The forest stand type analyzed in this study is an uneven-aged mixed forest (young/mature Fir-Beech - GKnD), with a mean canopy closure of approx. 85% (range: 71-100%), with a a mean timber volume of 363.4 m3 ha-1. It is fairly homogeneous in terms of tree species composition, basal area, number trees per hectare, age, productivity (mainly phytomass) and growth, and easily distinguishable from the neighboring forest stand type.
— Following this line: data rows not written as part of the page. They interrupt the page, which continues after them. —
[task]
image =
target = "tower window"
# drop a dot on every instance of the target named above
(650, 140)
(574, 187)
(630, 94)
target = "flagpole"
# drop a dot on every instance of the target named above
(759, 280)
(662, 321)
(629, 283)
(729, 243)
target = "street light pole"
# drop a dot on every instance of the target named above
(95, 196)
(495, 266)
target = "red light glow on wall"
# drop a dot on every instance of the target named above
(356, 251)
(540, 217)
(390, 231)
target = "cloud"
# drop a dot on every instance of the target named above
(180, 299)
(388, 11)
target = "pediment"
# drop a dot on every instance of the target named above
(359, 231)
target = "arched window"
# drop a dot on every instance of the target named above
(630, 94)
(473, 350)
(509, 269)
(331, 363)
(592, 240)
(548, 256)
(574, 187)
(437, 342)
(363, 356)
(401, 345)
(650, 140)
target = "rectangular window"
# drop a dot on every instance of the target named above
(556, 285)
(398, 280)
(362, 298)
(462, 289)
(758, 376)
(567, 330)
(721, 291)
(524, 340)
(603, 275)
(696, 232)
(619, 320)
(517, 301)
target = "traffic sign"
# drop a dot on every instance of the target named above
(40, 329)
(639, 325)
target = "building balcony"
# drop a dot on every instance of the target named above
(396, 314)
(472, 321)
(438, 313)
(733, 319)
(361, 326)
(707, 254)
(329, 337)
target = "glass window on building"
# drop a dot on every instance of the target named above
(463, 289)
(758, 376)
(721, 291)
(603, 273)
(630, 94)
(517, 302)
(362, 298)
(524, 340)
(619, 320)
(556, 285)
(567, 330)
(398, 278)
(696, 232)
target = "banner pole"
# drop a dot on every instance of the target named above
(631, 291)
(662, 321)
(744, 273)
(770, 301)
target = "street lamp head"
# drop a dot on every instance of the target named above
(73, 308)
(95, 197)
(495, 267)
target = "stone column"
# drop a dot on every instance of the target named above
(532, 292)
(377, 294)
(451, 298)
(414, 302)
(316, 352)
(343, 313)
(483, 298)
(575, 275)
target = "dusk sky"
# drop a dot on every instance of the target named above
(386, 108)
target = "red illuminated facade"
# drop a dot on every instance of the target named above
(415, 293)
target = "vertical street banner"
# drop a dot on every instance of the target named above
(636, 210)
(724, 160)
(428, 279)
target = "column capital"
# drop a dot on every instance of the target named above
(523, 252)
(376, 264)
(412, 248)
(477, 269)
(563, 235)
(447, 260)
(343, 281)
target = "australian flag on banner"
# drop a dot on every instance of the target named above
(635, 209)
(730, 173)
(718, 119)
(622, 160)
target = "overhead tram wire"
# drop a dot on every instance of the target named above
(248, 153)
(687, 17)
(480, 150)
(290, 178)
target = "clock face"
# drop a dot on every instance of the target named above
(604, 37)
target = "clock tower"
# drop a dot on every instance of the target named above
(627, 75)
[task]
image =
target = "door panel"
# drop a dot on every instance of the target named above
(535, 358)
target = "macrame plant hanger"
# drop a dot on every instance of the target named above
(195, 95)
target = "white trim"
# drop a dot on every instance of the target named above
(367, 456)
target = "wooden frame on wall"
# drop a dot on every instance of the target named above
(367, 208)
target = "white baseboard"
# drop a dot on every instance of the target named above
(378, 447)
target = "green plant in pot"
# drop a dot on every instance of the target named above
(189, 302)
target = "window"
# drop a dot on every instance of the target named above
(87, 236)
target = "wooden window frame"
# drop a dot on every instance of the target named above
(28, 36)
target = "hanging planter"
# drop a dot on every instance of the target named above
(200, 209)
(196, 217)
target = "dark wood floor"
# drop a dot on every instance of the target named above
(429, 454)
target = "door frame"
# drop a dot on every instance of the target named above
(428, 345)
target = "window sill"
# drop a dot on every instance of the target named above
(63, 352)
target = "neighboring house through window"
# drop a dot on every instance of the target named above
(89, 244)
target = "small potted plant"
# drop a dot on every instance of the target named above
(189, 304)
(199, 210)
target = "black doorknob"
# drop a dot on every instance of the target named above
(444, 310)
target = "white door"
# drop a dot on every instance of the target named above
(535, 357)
Three different sites along an altitudinal gradients were selected in the study area at 1200, 1300, and 1400 m a.s.l. Six experimental sites at a distance of 100-m each other were established at each elevation, totaling 18 different sites. The experimental sites were selected among those showing similar environmental conditions (e.g., climate, geological substrate) to better compare LAI and soil properties across different elevations.

Canopy leaf area

Hemispherical photography is a common technique used to determine the percentage of light transmission through canopy gaps ([15], [40]). Three hemispherical photographs were taken at each experimental site using a Sigma 8 mm fisheye lens mounted on a Canon EOS 5D digital SLR camera. In total, 54 hemispherical photographs were taken at the different elevation. Additional hemispherical photographs were taken at each point where soil samples were collected (see below). The exact dating and timing of each photograph was recorded. All the photographs were taken under similar weather conditions, avoiding rain or snow periods, and direct sunlight during image collection.
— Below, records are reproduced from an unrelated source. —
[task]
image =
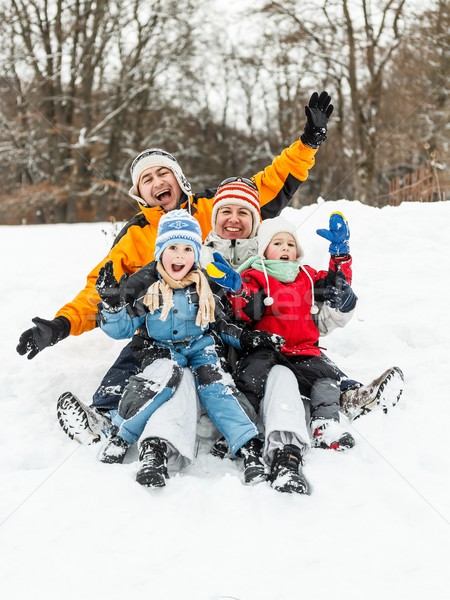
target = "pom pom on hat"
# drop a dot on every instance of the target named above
(242, 194)
(156, 157)
(270, 227)
(178, 227)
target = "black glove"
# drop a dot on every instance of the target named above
(251, 339)
(317, 113)
(340, 296)
(46, 333)
(109, 289)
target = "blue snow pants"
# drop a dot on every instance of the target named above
(215, 388)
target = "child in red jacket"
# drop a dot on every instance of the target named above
(281, 297)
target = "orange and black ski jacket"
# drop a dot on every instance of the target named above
(134, 246)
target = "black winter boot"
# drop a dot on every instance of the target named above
(220, 448)
(254, 468)
(153, 457)
(286, 472)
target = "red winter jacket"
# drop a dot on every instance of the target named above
(290, 314)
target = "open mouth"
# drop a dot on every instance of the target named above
(177, 268)
(163, 195)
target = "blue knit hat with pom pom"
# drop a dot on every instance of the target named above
(178, 227)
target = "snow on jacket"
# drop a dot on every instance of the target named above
(180, 323)
(134, 246)
(290, 314)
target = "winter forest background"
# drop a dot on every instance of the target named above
(87, 85)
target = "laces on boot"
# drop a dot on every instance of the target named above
(114, 451)
(254, 468)
(220, 448)
(286, 472)
(153, 456)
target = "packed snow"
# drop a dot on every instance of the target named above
(377, 522)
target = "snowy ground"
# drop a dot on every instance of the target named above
(377, 523)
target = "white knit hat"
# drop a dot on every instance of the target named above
(155, 157)
(236, 191)
(270, 227)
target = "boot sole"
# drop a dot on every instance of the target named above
(74, 421)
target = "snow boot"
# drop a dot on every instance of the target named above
(286, 471)
(254, 468)
(153, 457)
(385, 390)
(329, 434)
(80, 422)
(114, 451)
(220, 448)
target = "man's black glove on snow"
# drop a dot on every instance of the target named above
(341, 296)
(317, 113)
(260, 339)
(109, 289)
(46, 333)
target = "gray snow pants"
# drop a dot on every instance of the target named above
(318, 379)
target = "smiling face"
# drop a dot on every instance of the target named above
(158, 186)
(234, 222)
(178, 260)
(282, 247)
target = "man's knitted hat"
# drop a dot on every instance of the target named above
(155, 157)
(270, 227)
(178, 227)
(240, 193)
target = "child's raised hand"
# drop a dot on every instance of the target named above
(338, 234)
(221, 272)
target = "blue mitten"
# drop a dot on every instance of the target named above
(221, 272)
(338, 234)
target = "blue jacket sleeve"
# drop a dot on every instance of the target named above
(120, 325)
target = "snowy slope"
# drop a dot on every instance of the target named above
(377, 523)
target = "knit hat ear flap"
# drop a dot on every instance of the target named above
(156, 157)
(178, 227)
(270, 227)
(240, 194)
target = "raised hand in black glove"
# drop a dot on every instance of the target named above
(46, 333)
(317, 113)
(109, 289)
(340, 296)
(251, 339)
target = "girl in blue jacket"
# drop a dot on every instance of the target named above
(177, 317)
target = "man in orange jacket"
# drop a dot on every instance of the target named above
(159, 185)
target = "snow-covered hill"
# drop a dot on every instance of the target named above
(377, 522)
LAI, light transmission, and canopy gaps were assessed on digital photographs using the software package Hemisfer® ver. 1.5.3 ([40]). According to Nobis & Hunziker ([31]), automatic thresholding was used for image analysis, while for the LAI estimation the Lang’s method was preferred ([24]). Parts of the trees other than their leaves, such as stems and branches, can influence the values of LAI; thus, the corrections recommended by Schleppi et al. ([40]) for non-linearity and slope and by Chen & Cihlar ([13]) for clumping effect were integrated into the calculations.

Soil sampling

On July 2013, soil samples of mineral topsoil (0-6.5 cm depth) were collected at 100-m distance from one another at each elevation after removing stones, plant and root debris. The soil depth of 0-6.5 cm was chosen since this layer is considered to be more easily influenced by any change compared to lower layers. At each sampling site, one sample was collected for physical and chemical analyses, and one sample for the microbial analysis, totaling 36 samples from 18 sites (6 sites per elevation). The samples collected for microbial analysis were sifted using 2 mm sieve and stored at 4 °C until the measurement of the microbial biomass C and basal respiration, while the samples for physical and chemical analyses were collected as soil cores (8.1 cm diameter), air-dried, ground and sieved (< 2 mm).
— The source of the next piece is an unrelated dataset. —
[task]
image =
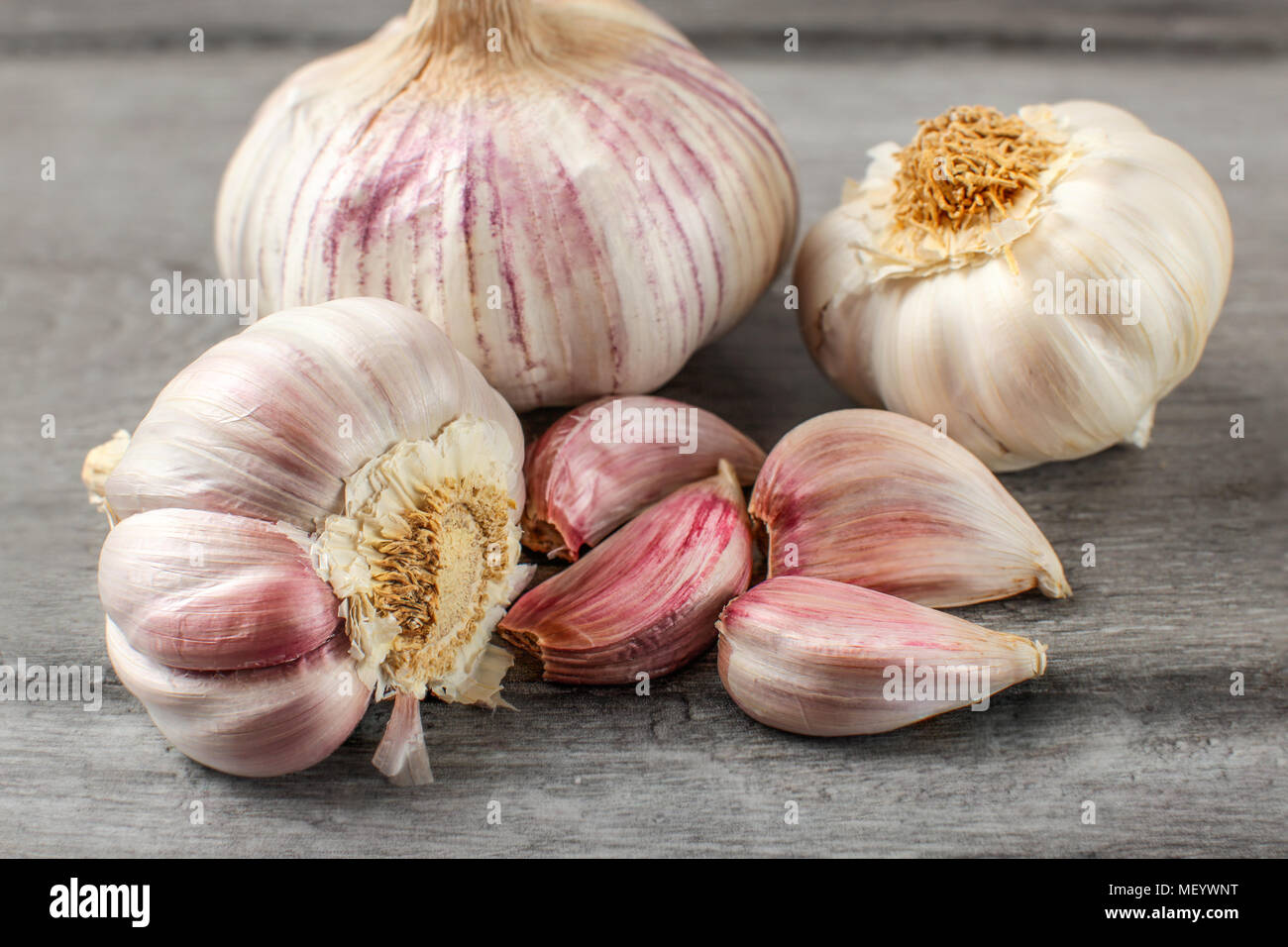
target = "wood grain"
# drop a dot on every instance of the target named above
(1133, 712)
Physical and chemical analyses

We determined soil moisture content gravimetrically by drying the soil samples at 105 °C in an oven until they achieved a constant weight. The hydrometer method was used to calculate the particle size distribution of the soil ([11]). The pH of the soil in a 1:2.5 soil/water suspension was measured using a pH meter, while the electrical conductivity of the soil was determined with an electrical conductivity meter using a 1:5 soil/water extract. The organic C content of the soil samples was estimated using potassium dichromate oxidation, and the total N content was measured using Kjeldahl digestion. The soil bulk density (g cm-3) was calculated via weight-to-volume ratio using both mass and volume. The particle density (g cm-3) was measured on soil samples using the Pycnometer method, and pore space was calculated using bulk and particle densities ([38]). Soil temperature was measured directly using a sensitive thermometer that was approximately inserted into the surface soil to a depth of 0-6.5 cm.

Biochemical analyses of soils

Soil microbial biomass C (Cmb) was determined by extracting 30 g oven-dried equivalents of field moist mineral soil samples in 0.5 M K2SO4 (1:4 w/v) using the chloroform fumigation extraction method, and calculated using the following equation ([46] - eqn. 1):

\begin{equation} C_{mb} = K_{EC} \cdot 2.64 \end{equation}

where KEC refers to the difference in extractable organic C between the fumigated and unfumigated samples. The proportionality factor for the biomass C released by fumigation extraction was 2.64.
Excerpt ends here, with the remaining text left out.